By: Rosanna Wright, Public History
While women have participated in the preservation of historic homes since Anne Pamela Cunningham purchased and restored George Washington’s Mount Vernon estate in 1858, rarely have women had the opportunity to preserve women’s narratives. Most historic house tours in the United States narrate the histories of men, especially the “great men” who are usually white leaders of political, economic, or military stature. In the past decade, there has been a movement – not necessarily to replace these narratives – but to explore and embrace other avenues. Historic homes, such as the Molly Brown House Museum in Denver, Colorado, and the Bradford House in Duxbury, Massachusetts, are two out of a few examples of historic homes that have reconstructed their tours to focus on the women of the house. In the past few months, I have been working as an intern at the Nichols House Museum to plan and implement a tour that focuses solely on the three sisters who once resided there.

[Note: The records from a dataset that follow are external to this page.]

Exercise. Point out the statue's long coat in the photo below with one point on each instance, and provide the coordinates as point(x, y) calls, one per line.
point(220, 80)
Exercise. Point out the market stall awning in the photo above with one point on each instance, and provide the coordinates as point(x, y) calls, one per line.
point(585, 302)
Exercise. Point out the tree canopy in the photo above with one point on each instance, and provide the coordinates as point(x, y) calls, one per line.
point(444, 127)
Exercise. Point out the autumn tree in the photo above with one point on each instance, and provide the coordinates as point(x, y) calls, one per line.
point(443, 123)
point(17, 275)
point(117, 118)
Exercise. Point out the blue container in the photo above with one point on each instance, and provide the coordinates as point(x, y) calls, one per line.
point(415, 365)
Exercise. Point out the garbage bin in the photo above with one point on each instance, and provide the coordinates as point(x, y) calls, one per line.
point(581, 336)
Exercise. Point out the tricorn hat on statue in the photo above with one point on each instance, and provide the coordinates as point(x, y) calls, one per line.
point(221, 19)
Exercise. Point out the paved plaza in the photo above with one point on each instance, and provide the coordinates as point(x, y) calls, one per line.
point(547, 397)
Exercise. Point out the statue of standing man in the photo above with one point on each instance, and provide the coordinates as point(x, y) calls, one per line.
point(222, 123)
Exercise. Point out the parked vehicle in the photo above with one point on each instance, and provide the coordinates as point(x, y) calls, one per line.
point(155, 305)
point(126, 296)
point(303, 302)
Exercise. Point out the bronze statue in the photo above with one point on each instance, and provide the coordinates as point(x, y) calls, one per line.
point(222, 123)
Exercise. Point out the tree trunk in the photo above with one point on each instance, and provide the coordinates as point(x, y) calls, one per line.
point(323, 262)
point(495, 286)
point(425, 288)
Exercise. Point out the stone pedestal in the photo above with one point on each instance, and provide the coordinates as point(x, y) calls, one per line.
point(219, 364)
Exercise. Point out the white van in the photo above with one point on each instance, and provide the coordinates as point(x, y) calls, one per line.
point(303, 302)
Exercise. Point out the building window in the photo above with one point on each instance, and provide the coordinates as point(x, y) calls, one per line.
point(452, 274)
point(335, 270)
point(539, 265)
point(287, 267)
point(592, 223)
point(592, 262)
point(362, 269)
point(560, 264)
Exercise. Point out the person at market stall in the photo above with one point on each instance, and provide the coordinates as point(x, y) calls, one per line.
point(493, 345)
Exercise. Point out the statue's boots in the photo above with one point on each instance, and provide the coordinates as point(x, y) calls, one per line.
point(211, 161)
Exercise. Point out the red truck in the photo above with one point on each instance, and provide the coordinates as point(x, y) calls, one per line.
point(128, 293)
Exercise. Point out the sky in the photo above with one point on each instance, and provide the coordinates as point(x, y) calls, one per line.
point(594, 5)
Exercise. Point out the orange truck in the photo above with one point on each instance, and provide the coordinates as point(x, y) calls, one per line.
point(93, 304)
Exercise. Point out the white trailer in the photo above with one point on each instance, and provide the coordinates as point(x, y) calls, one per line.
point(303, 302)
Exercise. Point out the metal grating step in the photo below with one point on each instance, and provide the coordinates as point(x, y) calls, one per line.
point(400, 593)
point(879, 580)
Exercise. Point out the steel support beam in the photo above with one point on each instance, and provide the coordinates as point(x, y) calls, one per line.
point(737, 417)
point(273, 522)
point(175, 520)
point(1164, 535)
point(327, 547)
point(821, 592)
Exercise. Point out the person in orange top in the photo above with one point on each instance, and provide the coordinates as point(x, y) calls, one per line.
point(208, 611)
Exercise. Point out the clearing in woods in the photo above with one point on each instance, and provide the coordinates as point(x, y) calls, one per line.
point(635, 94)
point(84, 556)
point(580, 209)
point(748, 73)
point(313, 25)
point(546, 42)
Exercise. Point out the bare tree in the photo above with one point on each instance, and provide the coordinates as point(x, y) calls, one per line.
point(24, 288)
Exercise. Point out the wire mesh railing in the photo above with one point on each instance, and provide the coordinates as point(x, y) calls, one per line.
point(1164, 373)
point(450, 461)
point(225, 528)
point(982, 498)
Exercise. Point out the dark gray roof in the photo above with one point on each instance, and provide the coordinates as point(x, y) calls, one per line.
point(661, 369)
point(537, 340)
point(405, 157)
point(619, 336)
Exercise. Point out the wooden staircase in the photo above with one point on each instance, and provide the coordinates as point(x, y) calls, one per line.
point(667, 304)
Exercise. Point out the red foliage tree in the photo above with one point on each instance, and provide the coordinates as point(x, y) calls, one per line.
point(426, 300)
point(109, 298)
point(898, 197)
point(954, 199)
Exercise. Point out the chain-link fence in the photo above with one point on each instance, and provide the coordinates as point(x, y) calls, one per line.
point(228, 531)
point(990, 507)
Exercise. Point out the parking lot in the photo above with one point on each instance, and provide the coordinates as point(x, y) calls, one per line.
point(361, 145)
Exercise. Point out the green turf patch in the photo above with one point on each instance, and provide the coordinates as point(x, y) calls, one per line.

Currently, the historic house interprets the life of Rose Standish Nichols, a pacifist, suffragist, and landscape gardener, and her family, who lived on Beacon Hill from the mid-19th to the mid-20th century. The museum offers visitors a unique glimpse into upper-class domestic life during this time. It aims to inspire the public through innovative programs that embrace the social concerns of the Nichols family that are still relevant today.
Fortunately, my internship term coincided with the museum’s initiative to improve and update its interpretive plan. The museum currently provides one tour that focuses on the typical day-to-day running of the house – providing details on Rose’s and her family’s interests. The three girls spent the majority of their young lives in the home, and Rose, as the oldest daughter, took over the running of the house when her mother died in 1935. Rose specifically left the house with intentions for it as a museum, and as a result, her life and achievements take precedent on the tour.
My research on the three sisters’ activities, however, has revealed exciting details about their political activism and achievements. The first half of the new tour will explore how the three sisters used their home to make social and political advancements. The young women used this domestic space very differently than their mother. Their mother, Elizabeth Homer Nichols, as a Victorian upper-class woman, attempted to create her home as a perfect private sphere for raising her children, looking after her husband, and on occasion, hosting charity events and social evenings. In contrast, the sisters hosted tea parties, lectures, and balls, to not only create a space where women and men could exchange political views but in their capacities as members of the Boston Equal Suffrage Society, Cornish Equal Suffrage League, and The Women’s International League of Peace and Freedom. The second half of the tour will focus on the years after suffrage and how the vote allowed the Nichols sisters to move more fully out of the vicinities of their own homes to contribute to society and local politics in new ways; these themes were previously unacceptable.
This thematic focus will help me identify valuable primary sources to build the narrative and share it with visitors. For example, I have found considerable archival details about the youngest sister, Margaret Shurtleff-Nichols, who currently receives the least attention during the general house tour. Margaret was involved in publicly protesting the hearings of Nicola Sacco and Bartolomeo Vanzetti, anarchist immigrants from Italy on trial for murder. The trial occurred during the Red Scare of 1919-1920, a period of widespread fear of radicalism and anarchism. Margaret attended every public hearing, along with Woodrow Wilson’s daughter Jessie Wilson Sayre, and she visited Sacco in jail several times. It has been exciting to give Margaret a voice on the tour by uncovering such archival information.
Perhaps the most challenging aspect of creating this tour has been linking such research to the house and its furnishings. To ensure an audience is fully engaged, it is essential to connect the dialogue given by the tour guide to the visual elements of the house that reinforce or narrate this history. Although I am trying to shift the role of the house to the setting for the exciting lives of the sisters, it is still vital to link such information to the house and other interpretive objects. Visiting other sites similar to the Nichols House has vastly expanded my understanding of the different ways to relate particular objects and architectural features of the house to specific dialogue that might not be directly relatable to particular objects. One method requires a three step process. This begins by introducing an object, relating it in one way or another to the subject, and then linking it to a broader theme. For example, the chairs in the library of the Nichols House were designed and carved by Rose. She, along with her sisters, learned such skills from attending Mrs. Shaw’s school, one of the first American schools to teach girls subjects traditionally only offered to boys, like woodworking. Such relates to the fact that from a young age, the girls were exposed to progressive ideas, especially as the school’s founder, Pauline Agassiz Shaw, was the president of the Boston Equal Suffrage Association for Good Government.
My experience at the museum has also introduced me to the challenges that face historic house staff in their work. Although the three full-time staff members at the museum are incredibly skilled and experienced in the public history world, their work exceeds their job descriptions and requirements. This has been extraordinarily valuable to my understanding of the day to day work environment attributed to small museums and has given me a new respect for both the full-time staff and the volunteers who give up so much of their time and effort to narrate history both objectively and accurately.